Die Reform bündelt staatliche Leistungen und Hilfen für Kinder- und Jugendliche mit Behinderungen in den kommenden Jahren im SGB VIII. Prinzipiell soll die Inklusion als Leitgedanke in der Kinder- und Jugendhilfe und die grundsätzlich gemeinsame Betreuung von Kindern mit und ohne Behinderung verankert werden. Ab 2024 wird die Funktion eines Verfahrenslotsen beim Jugendamt eingerichtet, der als Ansprechpartner für Eltern und andere Erziehungsberechtigte fungiert.

Unterzeichnung - Verkündung - Inkrafttreten

Das Gesetz tritt im Wesentlichen am Tag nach der Verkündung in Kraft. Zuvor muss es noch vom Bundespräsidenten unterzeichnet und im Bundesgesetzblatt veröffentlicht werden.

Länderkosten kompensieren

In einer begleitenden Entschließung weist der Bundesrat darauf hin, dass das Gesetz mit erheblichen Kostenfolgen für die Länder verbunden sind, die diese nicht tragen können.

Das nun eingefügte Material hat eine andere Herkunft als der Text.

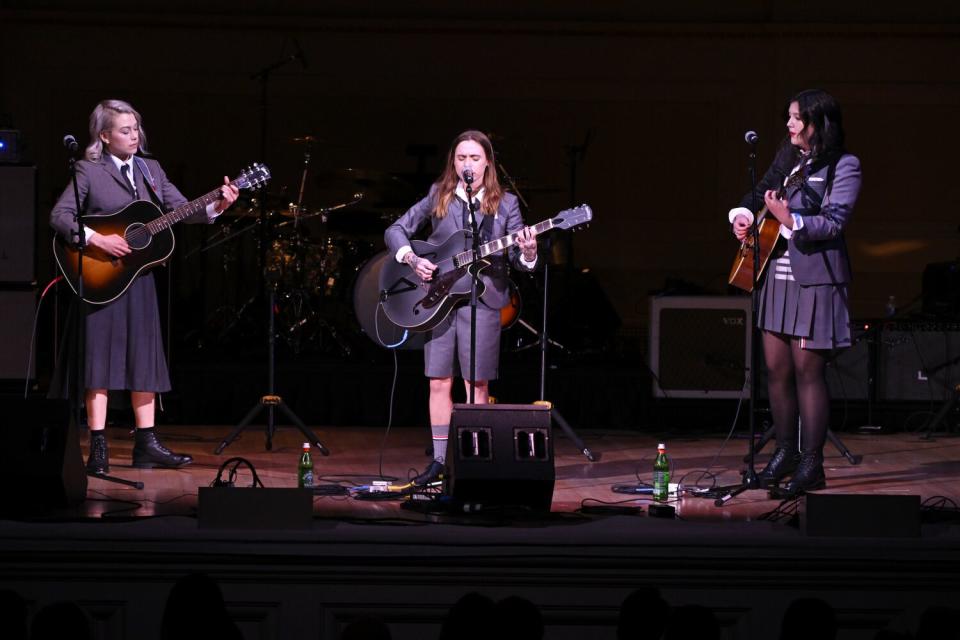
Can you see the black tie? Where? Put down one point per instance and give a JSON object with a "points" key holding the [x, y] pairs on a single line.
{"points": [[125, 170], [466, 216]]}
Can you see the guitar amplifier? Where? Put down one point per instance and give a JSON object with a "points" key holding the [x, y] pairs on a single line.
{"points": [[700, 346]]}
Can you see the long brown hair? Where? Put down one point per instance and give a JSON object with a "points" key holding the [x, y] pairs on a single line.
{"points": [[446, 184]]}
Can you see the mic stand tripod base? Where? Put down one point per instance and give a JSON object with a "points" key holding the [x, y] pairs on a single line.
{"points": [[750, 481], [136, 484], [268, 402], [577, 442]]}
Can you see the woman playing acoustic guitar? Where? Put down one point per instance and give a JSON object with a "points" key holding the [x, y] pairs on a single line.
{"points": [[123, 347], [804, 306]]}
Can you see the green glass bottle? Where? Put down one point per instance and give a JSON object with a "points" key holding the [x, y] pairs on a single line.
{"points": [[305, 469], [661, 474]]}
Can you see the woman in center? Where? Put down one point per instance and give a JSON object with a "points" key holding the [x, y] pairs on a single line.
{"points": [[446, 210]]}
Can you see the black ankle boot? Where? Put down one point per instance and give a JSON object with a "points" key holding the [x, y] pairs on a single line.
{"points": [[808, 477], [149, 452], [782, 464], [99, 460], [432, 472]]}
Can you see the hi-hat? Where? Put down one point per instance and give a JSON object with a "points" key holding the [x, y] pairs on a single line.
{"points": [[380, 189]]}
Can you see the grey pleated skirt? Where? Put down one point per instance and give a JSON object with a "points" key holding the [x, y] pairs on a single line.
{"points": [[447, 350], [123, 347], [817, 314]]}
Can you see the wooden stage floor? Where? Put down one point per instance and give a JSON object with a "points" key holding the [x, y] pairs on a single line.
{"points": [[897, 464]]}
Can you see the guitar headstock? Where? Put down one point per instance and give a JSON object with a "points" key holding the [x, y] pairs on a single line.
{"points": [[570, 218], [253, 177]]}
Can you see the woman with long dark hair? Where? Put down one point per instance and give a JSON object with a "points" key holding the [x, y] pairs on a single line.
{"points": [[445, 209], [804, 304]]}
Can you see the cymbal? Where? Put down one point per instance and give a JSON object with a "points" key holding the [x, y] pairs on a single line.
{"points": [[379, 188], [248, 205]]}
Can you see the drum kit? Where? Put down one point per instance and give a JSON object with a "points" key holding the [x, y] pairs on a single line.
{"points": [[311, 256], [323, 263]]}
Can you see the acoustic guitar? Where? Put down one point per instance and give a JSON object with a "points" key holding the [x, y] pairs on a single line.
{"points": [[147, 231], [768, 231], [420, 305]]}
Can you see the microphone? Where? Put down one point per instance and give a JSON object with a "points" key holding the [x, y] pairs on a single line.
{"points": [[70, 144], [299, 54]]}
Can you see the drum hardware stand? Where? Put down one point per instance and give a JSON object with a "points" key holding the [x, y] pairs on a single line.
{"points": [[545, 340], [270, 400], [80, 331]]}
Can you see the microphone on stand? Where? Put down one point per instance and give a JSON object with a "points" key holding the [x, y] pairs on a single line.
{"points": [[70, 144]]}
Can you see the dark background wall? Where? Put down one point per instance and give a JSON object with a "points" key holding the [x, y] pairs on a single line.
{"points": [[655, 98]]}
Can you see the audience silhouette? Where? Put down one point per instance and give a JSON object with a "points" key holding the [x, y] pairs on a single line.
{"points": [[643, 615], [61, 620], [195, 609], [14, 615]]}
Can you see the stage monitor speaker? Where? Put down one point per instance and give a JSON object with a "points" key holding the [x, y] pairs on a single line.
{"points": [[861, 515], [500, 455], [700, 346], [41, 465], [919, 362], [17, 309], [18, 219]]}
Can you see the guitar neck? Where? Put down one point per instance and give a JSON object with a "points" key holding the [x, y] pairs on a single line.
{"points": [[183, 212], [508, 241]]}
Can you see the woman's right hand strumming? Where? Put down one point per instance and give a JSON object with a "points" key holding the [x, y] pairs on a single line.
{"points": [[741, 226], [113, 244]]}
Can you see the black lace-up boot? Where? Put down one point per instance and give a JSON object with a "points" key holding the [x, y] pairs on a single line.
{"points": [[99, 460], [782, 464], [149, 452], [808, 477]]}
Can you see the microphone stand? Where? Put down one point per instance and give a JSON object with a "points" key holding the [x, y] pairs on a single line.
{"points": [[474, 285], [80, 328], [544, 338], [270, 400], [750, 480]]}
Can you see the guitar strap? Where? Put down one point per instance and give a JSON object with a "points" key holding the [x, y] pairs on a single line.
{"points": [[148, 179]]}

Der Bundesrat fordert die Bundesregierung daher auf, dauerhaft einen vollständigen Kostenausgleich für Länder und Kommunen zu schaffen - beispielsweise durch Änderung des Finanzausgleichsgesetzes.

Die Entschließung wurde der Bundesregierung zugeleitet. Diese entscheidet, wann sie sich mit der Forderung befasst.